El hecho de que, a pesar de dejar de lado sus disfraces, ninguno abandonara la relación o hiciera reproches, convenció a Elena de haber tomado la decisión correcta y reforzó su fe en su unión. Las tareas del hogar y la crianza de sus dos hijos, nacidos uno tras otro, a veces agitaban su barca familiar, pero jamás zozobraba, y cuando la tormenta pasaba, volvían a navegar con calma y orden por el mar de su vida en común.
Las abuelas y abuelos, felices, les ayudaban en lo que podían; en el trabajo, ambos avanzaban, aunque sin prisa, en sus carreras, sin olvidar viajar, dedicarse a sus hobbies y, por supuesto, dedicarse tiempo el uno al otro, manteniéndose dentro de la media.
Ya cumplían doce años juntos, y en todo ese tiempo, su esposo jamás se vio envuelto en infidelidades ni siquiera en coqueteos ligeros, aunque Elena no era celosa y él podría haberlo hecho sin escándalo alguno. Se imaginó a su esposo coqueteando y sonrió al instante, porque la imagen en su mente era demasiado cómica e absurda. Porque su marido, tras algunos intentos fallidos de halagar de la manera tradicional al inicio de su relación, comprendió que no era su fuerte y optó por otra táctica. Desde entonces, sus cumplidos eran tácitos (¿o tal vez en ultrasonido que Elena no captaba?), solo abría los ojos como un tarsio.

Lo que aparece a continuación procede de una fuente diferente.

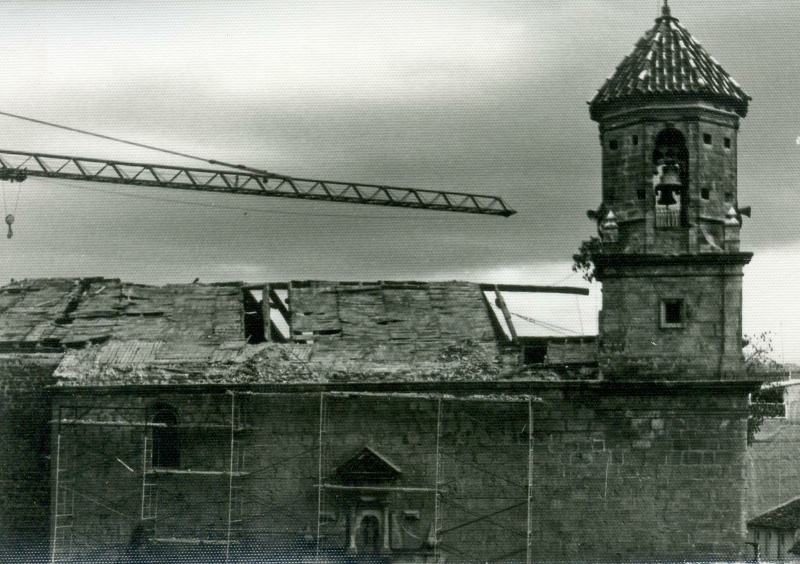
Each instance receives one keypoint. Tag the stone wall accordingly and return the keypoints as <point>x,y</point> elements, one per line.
<point>634,341</point>
<point>24,433</point>
<point>620,472</point>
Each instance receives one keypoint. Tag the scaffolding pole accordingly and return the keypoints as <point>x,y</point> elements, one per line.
<point>230,478</point>
<point>55,514</point>
<point>529,536</point>
<point>437,517</point>
<point>320,489</point>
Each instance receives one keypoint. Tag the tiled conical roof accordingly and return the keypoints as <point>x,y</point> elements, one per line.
<point>668,63</point>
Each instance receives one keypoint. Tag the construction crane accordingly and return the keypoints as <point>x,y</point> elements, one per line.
<point>16,166</point>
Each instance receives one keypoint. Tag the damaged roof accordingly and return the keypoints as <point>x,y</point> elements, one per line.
<point>116,333</point>
<point>65,312</point>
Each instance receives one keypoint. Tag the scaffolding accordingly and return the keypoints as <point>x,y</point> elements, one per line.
<point>450,491</point>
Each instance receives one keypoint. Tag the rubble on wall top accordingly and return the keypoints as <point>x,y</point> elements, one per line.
<point>115,333</point>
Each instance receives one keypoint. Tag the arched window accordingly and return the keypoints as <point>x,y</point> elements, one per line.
<point>370,533</point>
<point>166,439</point>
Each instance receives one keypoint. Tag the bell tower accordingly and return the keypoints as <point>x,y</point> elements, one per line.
<point>669,220</point>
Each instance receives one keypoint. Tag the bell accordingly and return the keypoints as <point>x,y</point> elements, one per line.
<point>670,175</point>
<point>665,196</point>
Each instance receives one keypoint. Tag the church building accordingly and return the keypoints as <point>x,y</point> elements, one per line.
<point>407,422</point>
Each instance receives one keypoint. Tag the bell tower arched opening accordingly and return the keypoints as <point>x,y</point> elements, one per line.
<point>671,178</point>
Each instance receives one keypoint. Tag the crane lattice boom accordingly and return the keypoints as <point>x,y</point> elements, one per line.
<point>16,166</point>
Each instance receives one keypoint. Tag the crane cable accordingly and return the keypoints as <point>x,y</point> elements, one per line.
<point>10,216</point>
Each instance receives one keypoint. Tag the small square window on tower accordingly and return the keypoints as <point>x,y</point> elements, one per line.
<point>672,313</point>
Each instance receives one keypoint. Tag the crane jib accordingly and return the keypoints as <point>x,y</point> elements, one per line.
<point>15,166</point>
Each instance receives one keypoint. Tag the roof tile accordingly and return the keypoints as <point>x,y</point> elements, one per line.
<point>668,61</point>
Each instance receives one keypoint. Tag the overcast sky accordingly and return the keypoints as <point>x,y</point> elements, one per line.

Durante los años de vida en común, Elena había aprendido a interpretar, por el tamaño de sus ojos, todo el espectro emocional de su esposo: desde la admiración desbordante, hasta la aprobación ponderada, pasando por el asombro involuntario, la confusión inesperada, la total incomprensión y hasta la indignación rotunda. Y se imaginó a su esposo lanzando uno tras otro cumplido a una rata cualquiera, abriendo sus ojos cada vez más y más…
Elena sintió la garganta seca, imaginando a su esposo transformándose en un tarsio, sonrió nerviosamente y dijo con voz áspera:
– ¿Y cómo se llama tu rata..?
Los ojos de su marido realmente parecían querer salirse de su cara y, dándose palmaditas por el cuerpo, tartamudeó:
– ¿Cómo? ¿Cómo… cómo es posible… que hayas adivinado que me he enamorado de una rata? Vaya… La verdad es que no pude evitarlo, me quedé atónito cuando la vi… fíjate qué adorable, qué suave, qué bonita… cómo se parece a ti…
Él sacó del bolsillo una pequeña ratita gris con orejas rosadas y translúcidas, con un hocico rosado y ojos negros como cuentas.
Después, Elena no escuchó nada más. Se quedó mirando a su esposo, a su nueva amiga, y sus caricias mutuas, y se sintió infinitamente feliz de que él se hubiera enamorado precisamente de esa ratita que tanto se le parecía.